ZAHEERABAD, 17 maart 2009 (IPS) - In de strijd tegen de klimaatverandering hebben vijfduizend vrouwen in het droge zuiden van India zich verenigd in een collectief dat overschakelt op organische landbouw zonder chemicaliën of irrigatie.
India kan zich maar beter wapenen tegen de gevolgen van de klimaatverandering, zo bleek in 2007 al uit een rapport van het Internationale Klimaatpanel van de VN (IPCC). Daarin staat dat de neerslagpatronen aanzienlijk zullen veranderen. Het land krijgt te maken met intensere regens tijdens korte periodes, maar in december, januari en februari zou er heel wat weer minder neerslag vallen. Het hele jaar zouden er frequente en aanhoudende droogtes voorkomen. De Indiase landbouw is daar het eerste slachtoffer van: bij een temperatuurstijging van amper een halve graad Celsius zou de graanproductie met 0,45 ton per hectare dalen.
Zelfhulpgroepen
Het IPCC besluit dat maatregelen broodnodig zijn om zich tegen dergelijke scenario’s te wapenen, en dat is precies wat vijfduizend vrouwen van de laagste kaste doen in de streek rond Zaheerabad. Ze kiezen voor inheemse soorten die geen extra water, chemicaliën of pesticiden nodig hebben en door elkaar geplant worden. De gewassen worden geteeld op droge, minderwaardige stukken grond die verbeterd zijn met de hulp van de Deccan Development Society (DDS).
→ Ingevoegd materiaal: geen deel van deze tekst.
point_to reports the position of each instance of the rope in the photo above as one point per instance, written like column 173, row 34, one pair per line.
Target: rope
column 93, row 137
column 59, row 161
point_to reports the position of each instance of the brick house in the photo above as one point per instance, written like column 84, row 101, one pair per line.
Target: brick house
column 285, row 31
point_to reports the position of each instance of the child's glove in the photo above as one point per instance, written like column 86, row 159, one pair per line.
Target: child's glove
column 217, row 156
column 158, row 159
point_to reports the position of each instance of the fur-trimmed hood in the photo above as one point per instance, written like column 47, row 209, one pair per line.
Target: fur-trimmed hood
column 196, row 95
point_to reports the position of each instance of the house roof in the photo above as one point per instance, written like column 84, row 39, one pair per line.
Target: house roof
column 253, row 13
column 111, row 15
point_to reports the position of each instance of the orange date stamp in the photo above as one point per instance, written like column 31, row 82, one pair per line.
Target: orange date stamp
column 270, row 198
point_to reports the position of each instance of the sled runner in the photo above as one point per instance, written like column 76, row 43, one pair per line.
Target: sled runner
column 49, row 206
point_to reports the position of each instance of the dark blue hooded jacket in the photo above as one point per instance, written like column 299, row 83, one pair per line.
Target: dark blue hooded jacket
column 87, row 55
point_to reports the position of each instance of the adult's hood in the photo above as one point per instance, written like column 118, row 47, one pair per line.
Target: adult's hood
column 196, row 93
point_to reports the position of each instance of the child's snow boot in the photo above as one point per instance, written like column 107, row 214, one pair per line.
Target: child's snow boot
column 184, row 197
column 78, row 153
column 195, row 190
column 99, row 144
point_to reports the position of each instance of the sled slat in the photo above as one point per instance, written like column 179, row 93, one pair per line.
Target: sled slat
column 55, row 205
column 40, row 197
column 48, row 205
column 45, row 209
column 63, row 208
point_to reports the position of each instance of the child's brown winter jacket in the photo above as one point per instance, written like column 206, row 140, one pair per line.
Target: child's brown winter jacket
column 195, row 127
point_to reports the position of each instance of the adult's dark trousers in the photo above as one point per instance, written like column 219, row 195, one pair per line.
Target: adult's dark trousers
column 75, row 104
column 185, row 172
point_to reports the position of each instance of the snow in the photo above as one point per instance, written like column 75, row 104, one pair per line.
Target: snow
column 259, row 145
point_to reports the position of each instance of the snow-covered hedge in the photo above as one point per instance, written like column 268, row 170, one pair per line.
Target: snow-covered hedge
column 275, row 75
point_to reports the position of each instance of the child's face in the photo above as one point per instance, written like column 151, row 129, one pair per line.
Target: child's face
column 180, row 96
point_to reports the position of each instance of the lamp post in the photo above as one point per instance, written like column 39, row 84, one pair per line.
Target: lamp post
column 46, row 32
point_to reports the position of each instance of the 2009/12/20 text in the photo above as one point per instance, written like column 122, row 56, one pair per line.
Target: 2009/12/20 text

Die organisatie helpt vrouwen al 25 jaar lang om “sanghas” te vormen, lokale zelfhulpgroepen die regelmatig samenkomen en een gemeenschappelijke koers uitstippelen.
De vrouwen planten meestal in oktober en november en vragen hulp van hun familie om zeven dagen te helpen bij het wieden en nog eens vijftien tot twintig dagen bij de oogst. Ze bemesten de grond maar om de twee à drie jaar met natuurlijke mest van veeboerderijen.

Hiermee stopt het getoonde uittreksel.